Keep those pix coming, I'm looking forward to seeing the next installment!
 
#26 ·
Man John, getting something past you is like trying to sneak sunrise past a rooster! You're 2 for 2. Exactly, and yes I'm welding matching 1/4" angle iron w/ 45 degree gusset. To maintain a level seat pan I plan on extending the the rear rubber supports the same amount. It was a super simple solution.
 
#28 ·
Nice project. I like the retro skinny wheels and tires on the front. I can't figure out what they're from though. Are they keepers, or just temporary?
Just a thought; when it's not pulling, it would also make a heck of a grader using a center mount grader blade with the extended wheel base.
 
#30 ·
Fronts are off an old Eschelmann rototiller. The rims are definitely staying. It's a tossup between these tires and tri-ribs.

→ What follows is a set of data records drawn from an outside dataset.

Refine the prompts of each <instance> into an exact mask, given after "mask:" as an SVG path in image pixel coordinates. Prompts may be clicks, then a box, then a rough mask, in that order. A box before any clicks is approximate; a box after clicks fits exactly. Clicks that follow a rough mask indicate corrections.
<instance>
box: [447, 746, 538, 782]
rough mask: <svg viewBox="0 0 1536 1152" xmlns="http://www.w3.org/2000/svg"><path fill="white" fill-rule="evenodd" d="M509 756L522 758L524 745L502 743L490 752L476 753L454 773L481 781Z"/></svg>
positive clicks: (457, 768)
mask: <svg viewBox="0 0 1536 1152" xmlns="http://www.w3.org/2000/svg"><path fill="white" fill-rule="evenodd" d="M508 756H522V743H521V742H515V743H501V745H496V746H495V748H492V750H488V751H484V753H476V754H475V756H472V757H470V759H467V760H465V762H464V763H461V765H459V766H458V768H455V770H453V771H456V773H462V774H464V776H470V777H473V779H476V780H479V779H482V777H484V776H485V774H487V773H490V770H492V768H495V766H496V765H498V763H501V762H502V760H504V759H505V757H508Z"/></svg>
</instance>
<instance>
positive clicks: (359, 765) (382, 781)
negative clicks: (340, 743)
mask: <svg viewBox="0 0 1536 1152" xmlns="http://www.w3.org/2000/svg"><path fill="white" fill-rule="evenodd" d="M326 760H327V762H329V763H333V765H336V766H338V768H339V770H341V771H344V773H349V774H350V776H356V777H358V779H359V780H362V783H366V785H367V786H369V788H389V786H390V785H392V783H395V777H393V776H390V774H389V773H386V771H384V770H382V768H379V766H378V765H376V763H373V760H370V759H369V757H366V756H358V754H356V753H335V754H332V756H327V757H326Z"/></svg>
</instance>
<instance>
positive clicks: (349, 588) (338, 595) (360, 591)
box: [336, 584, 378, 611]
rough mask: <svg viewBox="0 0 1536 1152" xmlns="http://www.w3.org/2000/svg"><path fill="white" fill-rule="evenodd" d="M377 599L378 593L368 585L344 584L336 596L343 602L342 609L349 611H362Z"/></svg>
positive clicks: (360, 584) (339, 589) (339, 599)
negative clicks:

I love your grader idea. That would be beasty!
 
#31 ·
While watching the Giants give away a game:mad: I worked on the custom. I focused on extending the hood. I never did this before, and since I'm not Joe auto body to begin with, I really took my time not to screw things up. I had the donor 432 hood to use. Pics.........

Cut 9" off the 432 hood



Checked things over and over and then tacked it up.







Mocked it up and happily it was very true.



This pretty much completes the overall lines of the sheet metal. I really like the proportions and the look. So far, so good.





This photo is telling. The 24G in the background has always dwarfed my other garden tractors. Not the custom though.

 
#32 ·
The new decal in the first photo just isn't right! :biglaugh:

Looking good on the sheet metal. Looks a lot better than I could do. :fing32:
 
#34 ·
Ooooooo, I like that! I will be going with the left wheel, for exactly your reasons.


The new decal in the first photo just isn't right!
I didn't notice that......sharp eye!
 
#35 ·


That is an awe-inspiring picture.

Ellis, any plans to modify the steering links to keep the turning radius manageable?

Oh, and any chance I get to see that 24-G of yours makes my day!

Lastly, tracktortag, that 816 pic has given me something to aspire to with mine! Too bad it's not yours!